Serious Thought |
Do you want to read about when, back in the late 1950s, my sweet loving mother nearly killed four of us, when she panicked and passed the freeway exit? She cut across several lanes of fast moving traffic, not only scaring us nearly to death, but everyone else traveling on the road, as well.
Or, how about the time when my parents moved back to California after living in El Paso, Texas? It was in the late 1960s. They had leased a small two bedroom, furnished house, since they sold all of their things so they wouldn't have to bring all of that with them. When their least was up, they found another, nicer place in a nicer neighborhood. While my husband was at work, I took my two year-old daughter to their old place to help clean, and pack. My parents left to take most of their things to the new place, so my younger, fourteen year-old sister and I stayed to finish up last minute cleaning. I still had my daughter with us. While they were gone, their crazy landlady tried to get into the place when my younger sister, myself, and my two-year old child were finishing cleaning the place up. This crazy woman had a Bowie Knife, and attempted to forcer her way in, even though I told her that my parents would return soon, and she could come in when they were back.

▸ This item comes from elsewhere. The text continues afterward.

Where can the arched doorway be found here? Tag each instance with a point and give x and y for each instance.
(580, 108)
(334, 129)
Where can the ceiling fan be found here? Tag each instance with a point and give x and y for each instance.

Keep Your Car Doors Locked! |
Someone I follow on Plinky.com, "Sparchitect," wrote one that reminded me of another situation my late husband, our toddler daughter, and I were caught in. It was early in 1965. We were in Los Angeles on business, and were leaving, heading for the freeway on a downtown street, to return to our Orange County home. We stopped for a red light, and about half a dozen police cars came screeching to a stop, right in front of a bank, shotguns at the ready, and all. I put our daughter in the floor as fast as I could, and we really weren't sure what to do. We were in a pickup truck, which had us in a very uncomfortable place. We had a red light, and other cars were crossing. While armed police went running into the bank, and a quick as possible, we finally got a little break in cross traffic, and hit the gas, and left the area, as fast as safely possible. I think we may have felt slightly saver in a car, as we would have been lower in profile, and our daughter would not have been jammed under the dashboard, where it was rather warm from the engine heat, either.
Well, even with all these dangerous situations, we all survived, and I am now the ripe age of sixty-six years. My daughter is now forty-seven, and has two adult offspring, ages twenty-four and twenty-two.
My husband has passed away, but the rest of us, including our youngest daughter is now thirty-eight. She and her hubby have a son who is now twenty, and a daughter who just turned eighteen this past July.